Microsoft Security Days 2026

I spent the last two days at Microsoft R&D Security Days 2026 in Paris. It was a very tight event, with only around ten people from Greece allowed in, and I was lucky to be one of them. The AI and identity parts were strong, but not surprising: more of the good work Microsoft has already been doing. What stood out was the work around agentic security: virtual security teams where agents play blue, red, and purple roles, continuously testing an environment to find what attackers would find first. The simulation side was genuinely thoughtful and will clearly challenge some of the existing solutions in the market.
Still, while watching the demos, I kept coming back to the same thought: we are still treating symptoms. We are doing vulnerability discovery, exploitation, detection, and response faster, more automatically, and with better tools. That is useful, but it is not the cure. We keep fighting the same battle, only with more compute and automation, while the industry keeps bleeding money. Maybe the more interesting agent is not the one that attacks your environment, but the one that understands it.
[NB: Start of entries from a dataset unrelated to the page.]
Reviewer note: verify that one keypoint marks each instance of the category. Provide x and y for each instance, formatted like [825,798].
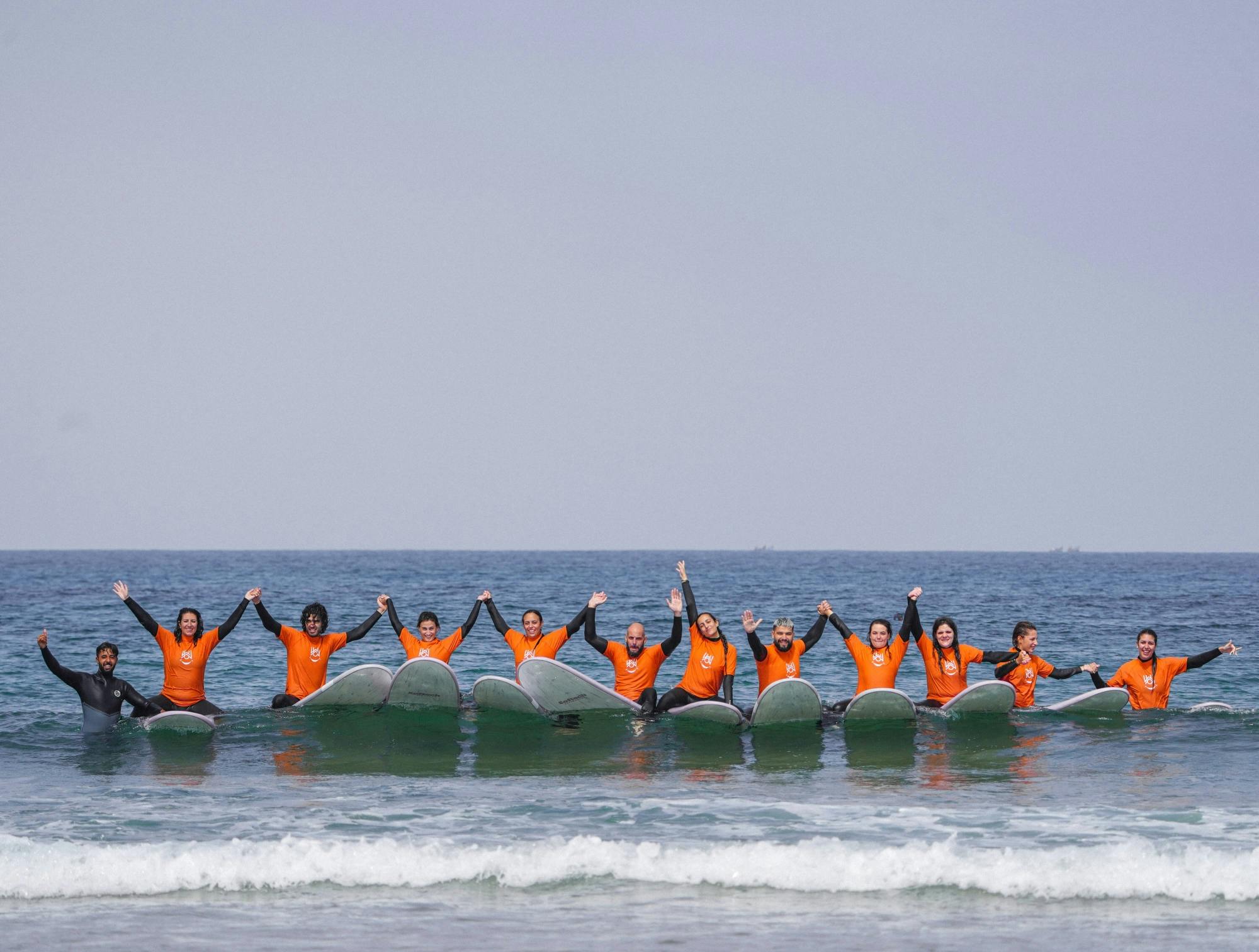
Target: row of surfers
[709,673]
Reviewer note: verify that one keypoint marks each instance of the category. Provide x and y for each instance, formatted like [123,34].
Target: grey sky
[927,276]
That agent would read your infrastructure documentation, SBOM, AIBOM, IaC, security schemas, and asset state, and create them where they do not exist. It would compare what you say you have with what changed today, then tell you what is now exposed. No attack required. Cheaper to run, faster to react, and probably better when combined with automatic shielding. Simulation agents are flashy and valuable, but state-aware agents may be the boring answer that works better. Overall, Microsoft R&D Security Days 2026 was an excellent conference with highly experienced participants and a clear signal of where security automation is heading.